Fitting a new rear door
Having assembled the door, it was now ready to fit. It's a bulky job at times and lining up the door can be a pain but naturally is the most satisfying aspect of this work. The newer Td5 rear door is geometrically the same as the older door, so will fit fine with the same hinge bolt and lock striker locations.
I'd also bought some stainless steel hinge bolts that I could replace the rusting originals with at the same time.
What you'll need
- One, or ideally, two other people
- 13mm spanner (hinge nuts)
- T25 torx bit (for new bolts)
- Phillps screwdriver (for lock striker)
- 10mm spanner (for checkstrap pivot nut)
Fitting new hinge bolts
If you are replacing the bolts at the same time as this procedure, do the body held bolts first so that the existing door keeps them in place. Do a hinge at a time, releasing the nuts and replacing the bolts. There are 5 nuts, two on each top and bottom hinge, and one on the middle.
One of the middle bolts is held by a captive plate with a single welded nut. The bottom hinge to body nuts are located in the wheel arch under the rubber flap. They will probably be extremely rusted and need to be drilled out.
Replacing the door
Open the door, disconnect the wiring loom and remove the trim from around the quarter window. I found it easier to have the door open as it was removed as I had two people to hold it and it was easier to reach the bolt and nut from either side. The alternative is to keep the door closed to hold the weight and have one person inside and one out.
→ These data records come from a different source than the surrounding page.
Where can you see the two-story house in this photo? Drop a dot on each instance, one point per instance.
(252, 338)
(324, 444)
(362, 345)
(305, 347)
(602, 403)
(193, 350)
Undo each of the nuts in turn. There are 6. You can't reach the middle hinge bolts and nuts as one person, so use the other person on the other side of the door and work in unison. Tap the bolts out with a hammer and brace the weight of the door as it releases.
Offer up the new door and bolts, then broadly tighten them all to hold it firmly. Don't forget to put the loom bracket back on the middle hinge before you tighen the nuts.
Push the door closed with one person inside and one person out, then loosen all the nuts. Manipulate the door until it fits flush and square all the way round, and then start tightening them back up again with your buddy inside.
Once done, open the door and give it its first slam! It probably won't close properly and require a bit more tweaking of the hinges and striker. Keep going until you're satisfied, firm in the knowledge that it is supposed to fit!
Put the checkstrap back on the door and check that the bottom hinge bolt doesn't foul the pivoting bolt when closed. Mine came close as the stainless bolts were longer than the originals.
Regarding the lock, the later doors use the longer barrel meant for the ignition key, as opposed to the older short barrels. I was expecting to have to replace it but found that it worked well with my ignition key. Not sure if that's a good thing or a bad thing...(!)
The door is now fitted and looking the business. All that's left is to connect the wiring loom and put on the door card by pushing in the 8 clips fitted when the door was assembled.